Persoonia hindii is a species of flowering plant in the family Proteaceae and is endemic to a small area of New South Wales near Lithgow, Australia. It is a shrub with an underground stolon from which new stems arise and has succulent, linear to oblong leaves and deep yellow flowers.

==Description==
Persoonia hindii is an erect or spreading shrub with many stems that grow from an underground stolon about 5 cm underground. The stems reach to a height of 0.3-1.0 m with smooth grey bark on older growth. Younger stem are mostly dull red and are covered with greyish hairs. The leaves are arranged alternately and are linear to oblong, mostly 15-27 mm long, 1-2 mm wide, succulent and more or less semi-circular in cross-section. Young leaves are slightly hairy but become glabrous as they age. The flowers are arranged singly or in small groups of up to thirteen in leaf axils or on the ends of branches, with a scale leaf at the base of each flower. Each flower is on the end of a hairy dull red pedicel 2.5-5 mm long. The flower is composed of four hairy tepals 12-15 mm long, which are fused at the base but with the tips rolled back. The central style is surrounded by four yellow anthers which are also joined at the base with the tips rolled back, so that it resembles a cross when viewed end-on. The ovary is glabrous. Flowering occurs mainly from January to March and is followed by fruit which are dull green drupes 8-9.5 mm long and about 6 mm wide.

==Taxonomy and naming==
Persoonia hindii was first formally described in 1997 by Peter Weston and Lawrie Johnson from a specimen collected in the Newnes State Forest. The description was published in Telopea. The specific epithet (hindii) honours Peter Hind, who first collected this species in 1989.

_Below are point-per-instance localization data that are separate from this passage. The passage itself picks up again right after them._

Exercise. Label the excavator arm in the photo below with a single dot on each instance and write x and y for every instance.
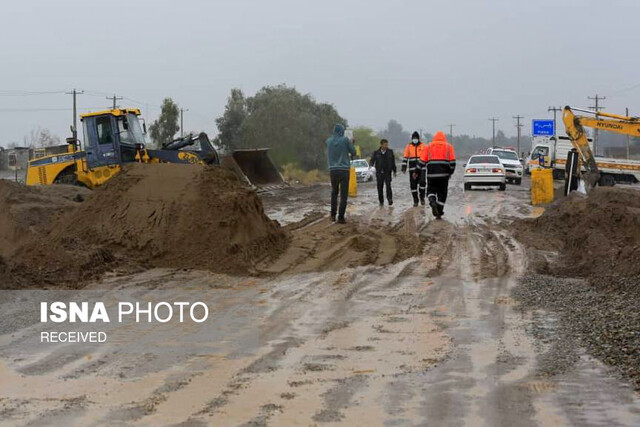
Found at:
(574, 126)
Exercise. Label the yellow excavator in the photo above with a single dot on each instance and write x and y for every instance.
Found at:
(603, 171)
(113, 138)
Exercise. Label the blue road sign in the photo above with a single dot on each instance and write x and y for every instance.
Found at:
(542, 127)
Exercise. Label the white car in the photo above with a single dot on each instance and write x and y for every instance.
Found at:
(512, 165)
(484, 170)
(363, 171)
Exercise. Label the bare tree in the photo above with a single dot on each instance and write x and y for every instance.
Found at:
(39, 137)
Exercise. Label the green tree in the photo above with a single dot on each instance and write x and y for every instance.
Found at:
(229, 125)
(293, 125)
(367, 139)
(164, 129)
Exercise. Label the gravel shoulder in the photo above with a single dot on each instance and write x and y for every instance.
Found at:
(600, 315)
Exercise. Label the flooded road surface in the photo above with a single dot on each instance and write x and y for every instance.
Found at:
(428, 339)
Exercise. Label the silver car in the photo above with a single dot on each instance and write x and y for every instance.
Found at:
(484, 170)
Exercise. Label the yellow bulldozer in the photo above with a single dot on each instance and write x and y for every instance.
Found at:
(113, 138)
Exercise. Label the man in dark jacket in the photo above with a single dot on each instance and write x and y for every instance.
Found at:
(385, 163)
(572, 172)
(339, 152)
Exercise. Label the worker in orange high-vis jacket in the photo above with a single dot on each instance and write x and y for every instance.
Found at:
(439, 159)
(417, 181)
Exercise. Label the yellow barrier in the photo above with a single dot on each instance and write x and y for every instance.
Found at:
(353, 183)
(541, 186)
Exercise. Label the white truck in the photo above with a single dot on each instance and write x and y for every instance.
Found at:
(555, 156)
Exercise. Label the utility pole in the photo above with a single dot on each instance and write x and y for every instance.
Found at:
(518, 125)
(596, 108)
(74, 127)
(494, 120)
(555, 124)
(182, 110)
(114, 99)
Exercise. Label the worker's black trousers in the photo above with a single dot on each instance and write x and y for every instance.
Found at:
(418, 185)
(384, 180)
(570, 184)
(437, 188)
(339, 185)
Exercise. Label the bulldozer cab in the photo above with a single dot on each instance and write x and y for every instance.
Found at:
(111, 137)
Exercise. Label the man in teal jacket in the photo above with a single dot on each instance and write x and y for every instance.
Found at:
(339, 152)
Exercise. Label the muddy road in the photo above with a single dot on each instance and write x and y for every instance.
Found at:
(353, 327)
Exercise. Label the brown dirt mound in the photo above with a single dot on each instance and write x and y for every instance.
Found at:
(161, 215)
(320, 245)
(26, 211)
(594, 235)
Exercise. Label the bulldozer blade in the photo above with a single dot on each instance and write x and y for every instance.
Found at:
(256, 168)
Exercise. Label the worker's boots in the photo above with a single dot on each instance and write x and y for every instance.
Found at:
(435, 209)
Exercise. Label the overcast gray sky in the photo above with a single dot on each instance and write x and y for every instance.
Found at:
(424, 63)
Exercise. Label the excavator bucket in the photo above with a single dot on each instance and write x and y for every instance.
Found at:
(256, 167)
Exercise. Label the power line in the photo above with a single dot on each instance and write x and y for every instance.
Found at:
(74, 127)
(114, 99)
(29, 93)
(21, 110)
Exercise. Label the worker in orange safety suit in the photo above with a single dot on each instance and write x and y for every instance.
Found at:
(439, 160)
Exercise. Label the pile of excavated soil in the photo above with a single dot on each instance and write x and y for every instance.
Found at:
(317, 244)
(594, 235)
(160, 215)
(27, 211)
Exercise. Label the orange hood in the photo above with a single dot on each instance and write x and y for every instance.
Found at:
(439, 137)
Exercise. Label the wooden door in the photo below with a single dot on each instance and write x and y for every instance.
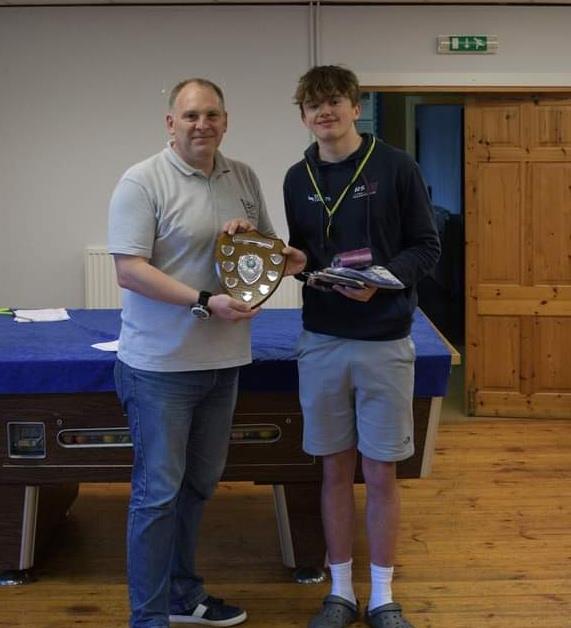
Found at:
(518, 256)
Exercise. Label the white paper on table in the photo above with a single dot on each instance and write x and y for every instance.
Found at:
(112, 345)
(41, 316)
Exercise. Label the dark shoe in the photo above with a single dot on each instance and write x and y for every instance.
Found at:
(210, 612)
(336, 612)
(387, 616)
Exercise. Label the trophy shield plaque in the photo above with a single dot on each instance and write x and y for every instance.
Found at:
(250, 265)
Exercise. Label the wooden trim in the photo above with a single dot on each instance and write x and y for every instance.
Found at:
(455, 357)
(430, 439)
(510, 300)
(563, 90)
(552, 405)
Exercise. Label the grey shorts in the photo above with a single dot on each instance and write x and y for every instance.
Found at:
(357, 393)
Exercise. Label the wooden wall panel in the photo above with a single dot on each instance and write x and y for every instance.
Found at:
(551, 187)
(551, 125)
(500, 354)
(552, 346)
(501, 126)
(499, 243)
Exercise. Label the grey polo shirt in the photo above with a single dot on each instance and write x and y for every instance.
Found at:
(168, 212)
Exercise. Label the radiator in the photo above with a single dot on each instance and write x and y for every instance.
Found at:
(102, 291)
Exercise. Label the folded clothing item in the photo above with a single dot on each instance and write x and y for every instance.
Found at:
(41, 316)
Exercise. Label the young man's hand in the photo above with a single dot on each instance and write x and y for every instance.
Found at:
(357, 294)
(225, 307)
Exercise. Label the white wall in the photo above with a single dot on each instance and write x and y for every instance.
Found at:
(396, 45)
(82, 96)
(81, 99)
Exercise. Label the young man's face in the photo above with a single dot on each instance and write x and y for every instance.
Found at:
(196, 124)
(330, 119)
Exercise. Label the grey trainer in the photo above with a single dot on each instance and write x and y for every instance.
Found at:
(336, 612)
(387, 616)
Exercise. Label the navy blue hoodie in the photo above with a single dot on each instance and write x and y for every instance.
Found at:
(386, 209)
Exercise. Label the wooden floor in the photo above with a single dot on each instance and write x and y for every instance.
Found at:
(485, 541)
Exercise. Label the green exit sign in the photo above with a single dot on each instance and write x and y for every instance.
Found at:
(467, 44)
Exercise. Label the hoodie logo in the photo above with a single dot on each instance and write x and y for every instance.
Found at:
(314, 198)
(363, 190)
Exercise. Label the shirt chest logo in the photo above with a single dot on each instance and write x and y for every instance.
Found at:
(362, 190)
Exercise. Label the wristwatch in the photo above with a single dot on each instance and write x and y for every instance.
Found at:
(200, 309)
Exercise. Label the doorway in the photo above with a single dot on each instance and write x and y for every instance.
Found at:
(430, 127)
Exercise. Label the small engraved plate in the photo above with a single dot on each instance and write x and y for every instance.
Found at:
(249, 265)
(244, 238)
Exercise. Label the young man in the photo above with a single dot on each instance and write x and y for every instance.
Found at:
(356, 357)
(181, 344)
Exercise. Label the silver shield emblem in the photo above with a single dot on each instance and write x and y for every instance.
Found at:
(250, 268)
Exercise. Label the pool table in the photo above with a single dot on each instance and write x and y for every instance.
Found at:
(61, 424)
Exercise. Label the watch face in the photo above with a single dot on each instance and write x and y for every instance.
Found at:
(200, 311)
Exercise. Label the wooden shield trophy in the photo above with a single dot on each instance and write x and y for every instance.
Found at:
(250, 265)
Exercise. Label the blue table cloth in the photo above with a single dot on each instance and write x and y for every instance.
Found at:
(57, 357)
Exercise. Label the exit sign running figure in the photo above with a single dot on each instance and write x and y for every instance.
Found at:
(467, 44)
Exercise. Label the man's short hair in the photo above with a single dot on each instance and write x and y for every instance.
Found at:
(325, 81)
(198, 81)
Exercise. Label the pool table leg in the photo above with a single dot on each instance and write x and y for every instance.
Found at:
(298, 514)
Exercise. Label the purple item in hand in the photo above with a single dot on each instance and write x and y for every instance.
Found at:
(358, 258)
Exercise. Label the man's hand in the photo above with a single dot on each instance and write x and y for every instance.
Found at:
(296, 260)
(237, 225)
(225, 307)
(357, 294)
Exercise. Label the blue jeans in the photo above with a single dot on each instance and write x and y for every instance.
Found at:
(180, 426)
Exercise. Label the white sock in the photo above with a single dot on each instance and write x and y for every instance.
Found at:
(342, 580)
(381, 592)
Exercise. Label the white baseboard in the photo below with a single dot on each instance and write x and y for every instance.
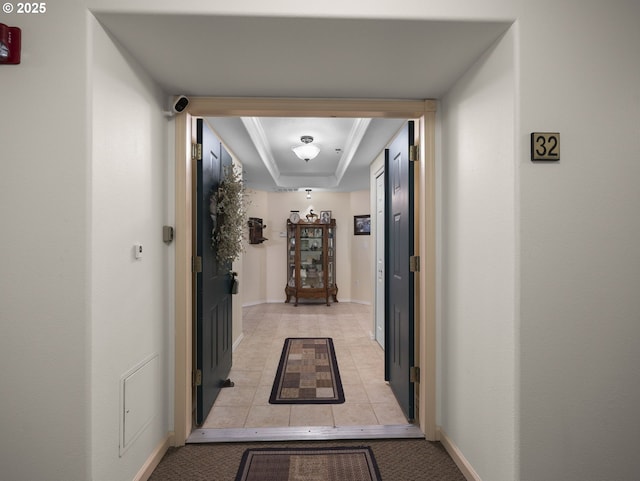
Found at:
(237, 343)
(154, 459)
(457, 456)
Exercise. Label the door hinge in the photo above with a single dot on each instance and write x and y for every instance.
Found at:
(196, 264)
(414, 264)
(414, 153)
(414, 374)
(196, 151)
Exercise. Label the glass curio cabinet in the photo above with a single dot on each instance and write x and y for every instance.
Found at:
(311, 261)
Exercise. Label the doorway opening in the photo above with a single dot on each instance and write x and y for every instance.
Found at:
(424, 213)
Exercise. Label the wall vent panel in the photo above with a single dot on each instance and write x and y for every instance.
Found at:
(138, 388)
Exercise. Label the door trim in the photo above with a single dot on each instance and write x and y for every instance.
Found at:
(425, 290)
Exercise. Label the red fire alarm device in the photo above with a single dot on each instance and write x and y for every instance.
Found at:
(10, 38)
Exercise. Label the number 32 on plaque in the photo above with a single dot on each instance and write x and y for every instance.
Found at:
(545, 146)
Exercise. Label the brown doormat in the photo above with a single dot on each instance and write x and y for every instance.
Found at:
(307, 373)
(309, 464)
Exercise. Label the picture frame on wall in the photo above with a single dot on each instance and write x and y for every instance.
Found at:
(362, 224)
(325, 216)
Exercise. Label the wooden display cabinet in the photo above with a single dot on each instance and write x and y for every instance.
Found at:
(311, 261)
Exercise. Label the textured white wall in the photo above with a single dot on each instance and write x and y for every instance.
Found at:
(131, 318)
(580, 255)
(477, 256)
(362, 247)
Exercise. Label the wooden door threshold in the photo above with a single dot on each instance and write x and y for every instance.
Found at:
(305, 433)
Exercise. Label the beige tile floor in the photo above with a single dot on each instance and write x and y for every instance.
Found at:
(368, 399)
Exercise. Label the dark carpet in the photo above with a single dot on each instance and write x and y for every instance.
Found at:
(398, 460)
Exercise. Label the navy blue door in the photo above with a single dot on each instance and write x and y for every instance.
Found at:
(213, 289)
(399, 299)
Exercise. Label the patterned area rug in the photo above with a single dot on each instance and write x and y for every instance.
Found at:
(309, 464)
(307, 373)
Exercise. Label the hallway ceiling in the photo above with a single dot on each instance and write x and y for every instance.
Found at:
(302, 58)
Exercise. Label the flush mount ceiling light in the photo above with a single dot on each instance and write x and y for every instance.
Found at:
(306, 151)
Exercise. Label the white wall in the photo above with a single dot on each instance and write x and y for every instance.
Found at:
(477, 259)
(362, 251)
(45, 304)
(580, 264)
(131, 316)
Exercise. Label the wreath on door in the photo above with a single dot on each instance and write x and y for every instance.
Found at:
(228, 210)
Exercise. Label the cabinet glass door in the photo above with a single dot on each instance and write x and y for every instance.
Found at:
(311, 251)
(291, 255)
(331, 256)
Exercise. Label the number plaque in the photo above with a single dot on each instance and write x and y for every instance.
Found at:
(545, 146)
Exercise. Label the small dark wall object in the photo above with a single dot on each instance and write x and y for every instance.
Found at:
(255, 231)
(361, 225)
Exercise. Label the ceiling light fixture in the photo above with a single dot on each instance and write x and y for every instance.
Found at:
(306, 151)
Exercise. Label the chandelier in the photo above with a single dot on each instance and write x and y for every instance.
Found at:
(306, 151)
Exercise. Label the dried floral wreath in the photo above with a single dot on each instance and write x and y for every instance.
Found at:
(228, 210)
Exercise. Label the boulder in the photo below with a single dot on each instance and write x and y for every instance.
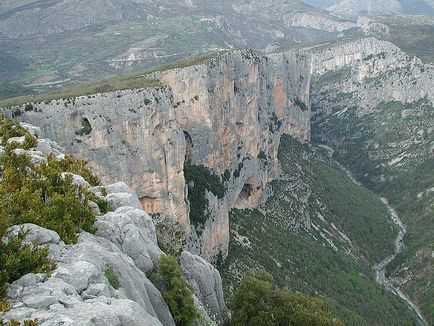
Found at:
(206, 283)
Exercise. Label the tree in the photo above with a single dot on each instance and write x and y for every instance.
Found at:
(257, 301)
(176, 291)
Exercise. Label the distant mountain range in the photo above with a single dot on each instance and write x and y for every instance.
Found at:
(357, 7)
(53, 43)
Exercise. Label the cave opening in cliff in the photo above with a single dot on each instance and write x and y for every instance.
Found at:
(188, 146)
(248, 195)
(246, 192)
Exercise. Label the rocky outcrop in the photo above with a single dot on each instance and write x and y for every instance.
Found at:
(227, 114)
(368, 72)
(206, 283)
(319, 21)
(357, 7)
(79, 292)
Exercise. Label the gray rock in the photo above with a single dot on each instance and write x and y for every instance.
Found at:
(160, 306)
(96, 290)
(19, 140)
(48, 146)
(206, 283)
(36, 235)
(119, 195)
(133, 231)
(76, 179)
(31, 280)
(34, 131)
(199, 115)
(78, 274)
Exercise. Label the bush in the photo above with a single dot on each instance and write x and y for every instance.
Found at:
(112, 278)
(40, 195)
(86, 128)
(18, 259)
(176, 291)
(10, 128)
(258, 302)
(200, 179)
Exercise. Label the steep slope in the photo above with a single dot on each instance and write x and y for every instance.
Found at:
(375, 108)
(63, 42)
(318, 233)
(385, 7)
(103, 276)
(226, 114)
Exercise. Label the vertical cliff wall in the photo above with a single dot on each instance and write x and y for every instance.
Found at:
(226, 114)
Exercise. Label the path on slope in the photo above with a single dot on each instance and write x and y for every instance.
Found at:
(399, 245)
(381, 267)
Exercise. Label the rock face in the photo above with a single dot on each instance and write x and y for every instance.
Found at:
(368, 71)
(206, 283)
(373, 105)
(322, 22)
(226, 114)
(79, 292)
(369, 7)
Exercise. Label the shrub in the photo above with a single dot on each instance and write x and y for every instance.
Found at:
(176, 291)
(200, 179)
(10, 128)
(258, 302)
(112, 278)
(29, 142)
(40, 195)
(18, 259)
(171, 234)
(86, 128)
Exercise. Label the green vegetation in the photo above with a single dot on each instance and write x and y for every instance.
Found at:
(86, 128)
(18, 259)
(413, 34)
(322, 233)
(199, 179)
(112, 278)
(257, 301)
(38, 194)
(171, 235)
(28, 322)
(301, 104)
(102, 86)
(390, 151)
(175, 290)
(332, 76)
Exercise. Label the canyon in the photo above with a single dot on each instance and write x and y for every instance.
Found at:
(228, 114)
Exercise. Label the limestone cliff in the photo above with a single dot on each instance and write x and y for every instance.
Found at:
(226, 113)
(79, 291)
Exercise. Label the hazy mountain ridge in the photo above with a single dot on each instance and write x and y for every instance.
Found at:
(66, 41)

==Distribution and habitat==
This persoonia is only known from nine populations in the Newnes State Forest, each population consisting of only one to a small number of individual plants. It grows in forest and woodland dominated by species of Eucalyptus.

==Conservation==
Persoonia hindii is threatened by forestry activities, sand mining and frequent fires and is classified as "Endangered" under the New South Wales Government Biodiversity Conservation Act 2016.